# Freshwater Mini Fly Snookin'



## paint it black (Nov 3, 2007)

A buddy of mine has been asking me to take him fishing for sometime now.
He hasn't fished in years, and never was big into it but really wants to get into it.
So I decided to hit up a few spots.
Arrive to spot one, where tarpon was our target.
Didn't have any luck with the very few rollers we saw.

Moved on to another spot in search of peacock bass or jack crevalles.
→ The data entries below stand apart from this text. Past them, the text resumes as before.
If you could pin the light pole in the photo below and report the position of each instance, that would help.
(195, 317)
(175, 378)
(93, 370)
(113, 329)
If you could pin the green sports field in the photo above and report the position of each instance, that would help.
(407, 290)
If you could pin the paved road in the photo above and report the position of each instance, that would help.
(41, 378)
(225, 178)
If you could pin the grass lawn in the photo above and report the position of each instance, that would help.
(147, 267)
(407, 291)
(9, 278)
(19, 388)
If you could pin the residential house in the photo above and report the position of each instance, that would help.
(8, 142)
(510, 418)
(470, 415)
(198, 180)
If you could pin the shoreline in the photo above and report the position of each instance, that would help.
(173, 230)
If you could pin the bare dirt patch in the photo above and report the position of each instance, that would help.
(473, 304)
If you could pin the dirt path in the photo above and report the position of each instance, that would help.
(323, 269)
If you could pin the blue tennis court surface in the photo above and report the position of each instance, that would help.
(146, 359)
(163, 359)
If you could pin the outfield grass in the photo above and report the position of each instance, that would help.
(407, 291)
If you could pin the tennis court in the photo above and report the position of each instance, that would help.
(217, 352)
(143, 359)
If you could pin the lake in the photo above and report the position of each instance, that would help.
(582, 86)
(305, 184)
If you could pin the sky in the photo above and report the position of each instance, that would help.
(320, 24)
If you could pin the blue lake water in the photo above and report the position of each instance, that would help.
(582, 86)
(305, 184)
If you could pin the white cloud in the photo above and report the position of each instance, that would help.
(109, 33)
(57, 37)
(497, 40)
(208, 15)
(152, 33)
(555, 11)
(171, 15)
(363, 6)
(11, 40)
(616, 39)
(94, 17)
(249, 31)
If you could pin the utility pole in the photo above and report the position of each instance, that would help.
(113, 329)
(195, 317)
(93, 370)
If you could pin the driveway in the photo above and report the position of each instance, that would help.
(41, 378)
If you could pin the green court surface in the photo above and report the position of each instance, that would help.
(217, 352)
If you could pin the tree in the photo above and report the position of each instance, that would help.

I walk up to this ditch and my buddy casts the fluke in.
I'm trying to teach him how to work the fluke and a massive peacock bass charged at it but missed. 
His next cast got chased in by like 5 fish that we thought were largemouth bass.
So I switched up to a heavier fly and got a cast in.
First cast, lost a hookset on a 2-3lb snook.
Next three cast yielded small snook. 
One appeared to be a fat snook or swordspine snook cause it was much taller than the other lankier looking ones.
I spotted an even bigger one while trying to show my friend how to cast the fly at them to try and get one.
Then we were kicked out and warned that they were about to tow my truck away.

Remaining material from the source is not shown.